Get FREE DVD to learn how he is weathering the economic storm
–Swiss America

sadie & sonny vs. everyone else

While there’s considerable bipartisan support to allow Sunday alcohol sales in Georgia, one formidable obstacle remains in place.

That would be our esteemed governor, whose religious beliefs allow for questionable loans and conflicts of interest but not for having a cocktail on Sundays.

Is bad hair a fundamentalist requirement?

Is bad hair a fundamentalist requirement?

He’s backed by the fundamentalist right, led by sanctimonious killjoy Sadie Fields.

“That dog ain’t gonna hunt in Georgia,” said the eloquently clever leader of the Georgia Christian Alliance.

Forget that the bill doesn’t mandate Sunday alcohol sales — communities will decide for themselves. Republicans want local control, as long as the locals want what the party’s most vocal constituency demands.

“I think we have to oppose it based on the sanctity-of-the-Sabbath issue,” said Jim Beck, head of the Georgia Christian Coalition.

Codifying religious beliefs — how very Islamic fundamentalist of them.

As long as the Sadie Fields and Sonny Perdues of the world have influence within the GOP, the party will remain at sea. You can’t say you’re for small government one minute and then impose your small-minded beliefs the next.

“enforced media accountability”

Democrats are foolishly playing into Republican hands with talk of reinstating the Fairness Doctrine.

Limbaugh, Hannity and their ilk — power brokers within the GOP — actually help Democrats by turning off moderates (see Election, 2008).

Besides, it’s just plain wrong.
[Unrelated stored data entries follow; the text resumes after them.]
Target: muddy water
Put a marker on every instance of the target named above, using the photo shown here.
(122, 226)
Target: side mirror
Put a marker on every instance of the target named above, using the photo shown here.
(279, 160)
The government has no business enforcing media accountability (Orwellian phrase of the week). I don’t want a Clinton, or a Bush, dictating what’s “fair.”

name that nativist

Who said the following:

“But do you understand what the New York Times wants, and the far-left want? They want to break down the white, Christian, male power structure, which you’re a part, and so am I, and they want to bring in millions of foreign nationals to basically break down the structure that we have.”

Hint: It’s not David Duke. Follow the link for the answer.

obama’s winning formula

Barack Obama is president because of black racists and guilty whites, according to an African-American panelist on Sean Hannity’s earnestly inane Fox show. I label the panelist African-American because I’m certain it would piss him off.

This same commentator later asserted 96 percent of his fellow blacks are racist. I bet he settled on 96 percent because 100 percent would’ve sounded like an assumption, not “fact”. An associate probably talked him down from 98 percent.

I’m reluctant to accuse anyone of being self-loathing, but cries for help shouldn’t be ignored.

profile in cowardice

Never trust a congressman with a mustache

On Tuesday Georgia Republican congressman Phil Gingrey criticized Fat Man and Little Boy:

“I mean, it’s easy if you’re Sean Hannity or Rush Limbaugh or even sometimes Newt Gingrich to stand back and throw bricks. You don’t have to try to do what’s best for your people and your party.You know you’re just on these talk shows and you’re living well and plus you stir up a bit of controversy and gin the base and that sort of thing.”

On Wednesday, after receiving a barrage of negative calls and e-mails, Gingrey, uh, backpedaled:

“Rush Limbaugh, Sean Hannity, Newt Gingrich, and other conservative giants are the voices of the conservative movement’s conscience. Everyday, millions and millions of Americans—myself included—turn on their radios and televisions to listen to what they have to say, and we are inspired by their words and by their determination.”

Anyone doubt who really runs the GOP?